Fotos von der Herstellung der IME-Maschinen finden sich hier. Auf die IME 84 folgte die IME-86-Familie – das ist eine informative Internetseite darüber – und die IME 26. Ihr Display umfasste nur zwölf Nixie-Röhren. Dokumente zu den Rechnern kann man auf dieser Seite herunterladen, bitte etwas scrollen. Die weitere Geschichte der Firma IME erzählt die italienische Wikipedia. In den späten 1970er-Jahren löste sich das Unternehmen auf. Massimo Rinaldi verließ es schon 1969; er gründete die Firma INSEL, die er dann in MAEL umbenannte. 1982 wurde sie von Olivetti übernommen. Rinaldi starb 2009 in Rom.
Tischrechner mit Transistoren entstanden 1964 nicht nur in Italien. Im April 1964 stellten die Wyle Laboratories in El Segundo bei Los Angeles die Rechenmaschine WS-01 vor. Sie besaß Germanium-Transistoren und eine Magnetplatte, um Zahlen aufzunehmen. Sie funktionierte aber schlecht; noch 1964 kam das Modell WS-02 mit einem Verzögerungsspeicher heraus. Die Eingaben und die Ergebnisse erschienen auf einer Kathodenstrahlröhre.
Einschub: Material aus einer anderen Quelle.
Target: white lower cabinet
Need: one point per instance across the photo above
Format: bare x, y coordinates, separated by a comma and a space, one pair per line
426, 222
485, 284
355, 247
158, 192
Aus der Rechenmaschinen-Abteilung von Wylie ging später die Firma Compucorp hervor.
Einen Fernsehschirm hatte auch die Friden EC 130. Der traditionsreiche amerikanische Hersteller brachte sie im Mai 1964 auf den Markt. Hier steht mehr zu ihrer Technik, das ist das fast 300 Seiten starke Patent. Diese Seite beschäftigt sich mit ihrem Chefkonstrukteur Robert Ragen (1928-2012). Das Nachfolgemodell EC 132 lag im April 1965 vor. Es konnte Quadratwurzeln ziehen, doch beherrschte diese Kunst schon 1952 die mechanische Friden SRW. 1965 wurde die Firma ein Teil des Singer-Konzerns und bot Geräte aus Japan an.
Elektronische Rechenmaschinen aus Fernost konnte man aber bereits im Juli 1964 kaufen. Die Compet CS-10A stammte aus der Sharp Corporation in Osaka – damals trug sie noch den Namen Hayakawa. Das Design der Maschine mit der Volltastatur erinnerte an die englische Anita, die noch mit sogenannten Kaltkathodenröhren rechnete. Die Compet CS-10A enthielt dagegen 530 Germanium-Transistoren und 2.300 Dioden. Die Nachfolgerin CS-20A von 1965 war etwas eleganter gestylt und verwendete auch Transistoren aus Silizium.
Unser letzter Tischrechner aus dem Jahr 1964 soll die Canon Canola 130 sein. Der in Tokio ansässige Hersteller brachte sie im Oktober heraus. Ihre 545 Transistoren bestanden aus Germanium, die Resultate zeigte die Maschine mit aufeinander liegenden Glasplättchen an. Darin waren Ziffern eingraviert, die kleine Glühbirnen zum Leuchten brachten. Die Canola 130 sah nicht gerade windschnittig aus, das Modell 130S war flacher und hatte eine durchsichtige Vorderfront. Aber Tischrechenmaschinen sind ja keine Sportwagen.